Tips on Where to Start Managing Risk

TipsToManageRisk

You may not be able to plug up every hole, but there are ways to keep the dam from caving.

Plugging the holes

What is risk management? Any time you have something of value (like a corporate network, a website, or a mobile application), there will be risk to manage in order to protect it. As organizations innovate and change the way they use technology, the risks change too. Traditional approaches and controls are no longer good enough. Caroline Wong, vice president of security strategy at Cobalt, provides a fewtips for managing risk in today’s modern business environment.

Know what your crown jewels are

The first step to managing risk is to know exactly what it is that you want to secure. Your organization may need to protect customer data, payment information, or intellectual property. Once you know what’s important and why, then you can start to tailor your risk management approach.

Know your attack surface

Do you know all the ways in which the bad guys can potentially access or compromise your firm’s most valuable assets? You can find out using tools, consultants, or a crowdsourced security platform. Make sure your testing covers the entire application portfolio, so your largest risk is not the risk you don’t know about.

Simulate the attacker, before the “bad guys” attack

Penetration testing and bug bounty programs simulate the attacker perspective. You want the good guys to hack you so you can be aware of the risks and address them as needed – before the bad guys exploit vulnerabilities and potentially compromise the crown jewels.

Don’t rely solely on tools to manage risk

There is a lot of great technology available to help organizations secure their networks and applications. Tools don’t run themselves, however, and issues identified by tools usually can’t be fixed without human intervention. Human creativity is needed to identify the most interesting security defects (e.g. application business logic flaws), rank them by probability of exploit and potential impact, and address them accordingly.

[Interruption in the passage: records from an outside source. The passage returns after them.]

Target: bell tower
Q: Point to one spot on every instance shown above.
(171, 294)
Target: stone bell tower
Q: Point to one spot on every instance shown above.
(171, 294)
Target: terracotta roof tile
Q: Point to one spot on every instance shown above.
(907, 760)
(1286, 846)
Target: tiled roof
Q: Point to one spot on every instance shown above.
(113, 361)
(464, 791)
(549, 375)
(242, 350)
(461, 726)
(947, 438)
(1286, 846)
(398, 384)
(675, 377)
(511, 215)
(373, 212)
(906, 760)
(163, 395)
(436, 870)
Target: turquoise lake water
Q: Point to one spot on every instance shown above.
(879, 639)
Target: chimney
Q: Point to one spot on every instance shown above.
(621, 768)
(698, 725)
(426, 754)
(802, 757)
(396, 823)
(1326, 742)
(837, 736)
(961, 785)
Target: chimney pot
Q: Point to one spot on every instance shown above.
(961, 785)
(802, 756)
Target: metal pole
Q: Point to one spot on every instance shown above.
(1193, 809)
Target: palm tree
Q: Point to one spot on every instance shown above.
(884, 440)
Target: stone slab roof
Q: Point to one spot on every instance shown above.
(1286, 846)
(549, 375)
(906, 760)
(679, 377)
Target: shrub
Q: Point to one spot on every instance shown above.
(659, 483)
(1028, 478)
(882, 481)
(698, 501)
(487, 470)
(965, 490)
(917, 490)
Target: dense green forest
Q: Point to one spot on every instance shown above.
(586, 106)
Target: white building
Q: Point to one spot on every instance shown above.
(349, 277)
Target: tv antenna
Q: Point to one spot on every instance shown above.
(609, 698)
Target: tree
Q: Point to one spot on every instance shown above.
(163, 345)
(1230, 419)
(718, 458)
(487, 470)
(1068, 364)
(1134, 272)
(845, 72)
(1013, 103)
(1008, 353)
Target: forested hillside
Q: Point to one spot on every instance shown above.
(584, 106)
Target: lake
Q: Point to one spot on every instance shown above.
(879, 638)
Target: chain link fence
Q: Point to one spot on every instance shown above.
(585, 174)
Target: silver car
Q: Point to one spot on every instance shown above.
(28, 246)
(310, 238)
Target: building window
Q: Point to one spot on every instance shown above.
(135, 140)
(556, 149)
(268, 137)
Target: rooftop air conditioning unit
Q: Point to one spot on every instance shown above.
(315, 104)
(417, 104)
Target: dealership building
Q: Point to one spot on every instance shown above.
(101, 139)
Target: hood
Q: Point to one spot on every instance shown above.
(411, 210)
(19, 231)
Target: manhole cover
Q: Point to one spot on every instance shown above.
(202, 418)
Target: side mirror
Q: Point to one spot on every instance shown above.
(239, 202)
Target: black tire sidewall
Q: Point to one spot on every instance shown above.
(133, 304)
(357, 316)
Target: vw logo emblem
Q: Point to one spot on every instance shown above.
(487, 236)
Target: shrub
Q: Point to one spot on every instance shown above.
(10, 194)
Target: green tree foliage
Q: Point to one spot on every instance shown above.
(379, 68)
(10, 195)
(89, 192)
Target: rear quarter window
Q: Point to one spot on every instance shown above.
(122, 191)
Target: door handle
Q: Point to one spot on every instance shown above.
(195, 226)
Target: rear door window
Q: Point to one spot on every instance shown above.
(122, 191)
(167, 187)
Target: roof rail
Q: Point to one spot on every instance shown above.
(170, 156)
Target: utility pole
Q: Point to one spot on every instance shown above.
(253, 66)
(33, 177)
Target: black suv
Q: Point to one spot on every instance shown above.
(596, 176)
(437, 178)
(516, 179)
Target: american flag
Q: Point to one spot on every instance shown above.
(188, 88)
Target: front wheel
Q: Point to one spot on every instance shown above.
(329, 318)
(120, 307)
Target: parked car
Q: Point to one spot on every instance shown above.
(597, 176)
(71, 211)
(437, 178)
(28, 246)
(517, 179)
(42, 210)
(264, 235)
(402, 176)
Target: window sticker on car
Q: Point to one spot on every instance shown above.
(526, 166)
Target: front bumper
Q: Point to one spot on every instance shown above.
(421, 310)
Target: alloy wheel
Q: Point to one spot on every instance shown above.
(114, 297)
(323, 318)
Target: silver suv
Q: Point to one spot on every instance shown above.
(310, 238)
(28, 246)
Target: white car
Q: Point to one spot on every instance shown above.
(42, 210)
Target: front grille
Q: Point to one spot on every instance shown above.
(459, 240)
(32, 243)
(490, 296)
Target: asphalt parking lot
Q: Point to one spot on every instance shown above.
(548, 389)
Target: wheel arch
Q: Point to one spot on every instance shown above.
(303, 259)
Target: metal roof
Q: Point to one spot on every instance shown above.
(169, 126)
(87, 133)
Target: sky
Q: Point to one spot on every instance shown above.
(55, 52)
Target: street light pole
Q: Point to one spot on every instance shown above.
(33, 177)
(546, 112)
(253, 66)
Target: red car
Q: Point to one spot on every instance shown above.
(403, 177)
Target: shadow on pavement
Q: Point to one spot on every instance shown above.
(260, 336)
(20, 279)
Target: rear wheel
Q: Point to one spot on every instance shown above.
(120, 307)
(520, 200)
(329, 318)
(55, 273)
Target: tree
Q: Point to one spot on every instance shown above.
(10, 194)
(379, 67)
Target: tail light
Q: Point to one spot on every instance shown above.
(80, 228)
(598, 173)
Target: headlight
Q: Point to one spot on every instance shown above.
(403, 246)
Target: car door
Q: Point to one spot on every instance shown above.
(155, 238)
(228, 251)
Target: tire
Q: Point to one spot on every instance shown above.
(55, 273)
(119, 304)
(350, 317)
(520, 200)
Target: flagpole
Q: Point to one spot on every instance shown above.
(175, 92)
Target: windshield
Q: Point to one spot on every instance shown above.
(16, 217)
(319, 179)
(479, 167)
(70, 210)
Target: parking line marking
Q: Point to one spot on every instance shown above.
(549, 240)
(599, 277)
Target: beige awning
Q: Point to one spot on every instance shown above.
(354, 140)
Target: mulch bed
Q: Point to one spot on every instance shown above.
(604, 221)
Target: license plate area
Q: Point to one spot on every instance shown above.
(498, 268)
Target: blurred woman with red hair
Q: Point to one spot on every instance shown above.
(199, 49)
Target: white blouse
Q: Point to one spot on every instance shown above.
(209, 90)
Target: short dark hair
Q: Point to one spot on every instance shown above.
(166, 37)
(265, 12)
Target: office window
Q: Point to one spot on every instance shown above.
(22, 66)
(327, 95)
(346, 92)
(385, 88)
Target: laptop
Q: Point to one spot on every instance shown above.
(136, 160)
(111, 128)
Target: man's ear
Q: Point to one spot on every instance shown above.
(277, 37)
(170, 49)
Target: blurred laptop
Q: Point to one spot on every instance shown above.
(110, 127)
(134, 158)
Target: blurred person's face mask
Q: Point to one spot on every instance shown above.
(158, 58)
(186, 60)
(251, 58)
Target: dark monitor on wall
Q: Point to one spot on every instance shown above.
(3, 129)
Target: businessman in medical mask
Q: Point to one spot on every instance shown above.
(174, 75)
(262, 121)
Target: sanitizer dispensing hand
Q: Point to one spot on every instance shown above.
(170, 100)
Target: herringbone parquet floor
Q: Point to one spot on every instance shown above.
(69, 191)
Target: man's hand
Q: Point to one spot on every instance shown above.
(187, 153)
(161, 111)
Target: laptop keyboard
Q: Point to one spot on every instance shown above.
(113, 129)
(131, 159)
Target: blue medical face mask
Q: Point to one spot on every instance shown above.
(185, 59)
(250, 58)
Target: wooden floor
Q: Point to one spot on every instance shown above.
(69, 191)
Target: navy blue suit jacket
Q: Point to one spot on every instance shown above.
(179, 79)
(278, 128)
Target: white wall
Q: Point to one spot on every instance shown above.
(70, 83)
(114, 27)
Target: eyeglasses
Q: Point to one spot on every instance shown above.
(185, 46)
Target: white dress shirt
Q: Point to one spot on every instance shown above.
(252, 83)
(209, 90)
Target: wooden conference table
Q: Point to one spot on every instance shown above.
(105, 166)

Use metrics to evaluate risk management practices

Risk management has a tendency to be more activity than outcome driven. Use metrics to evaluate the effectiveness of risk management controls. For example, finding new security issues through code review or penetration testing does not actually improve an organization’s risk posture – fixing them does. Count fixes, not just tests and findings.

Prioritization matters

Prioritization is a key component to managing risk because budgets are limited and vulnerabilities can seem endless. The reality is you can’t do everything. It’s just as important to explicitly decide what you will not do as what you will do. Coming up with prioritization criteria can help you stay consistent when tough decisions need to be made.

Embrace and invite change

As businesses change the way they build products, attackers evolve the way they attempt to breach applications. As IT departments move their operations into the cloud, risk management needs to focus more on applications than networks. Keep up by testing frequently and embracing new risk management approaches, like crowdsourced security.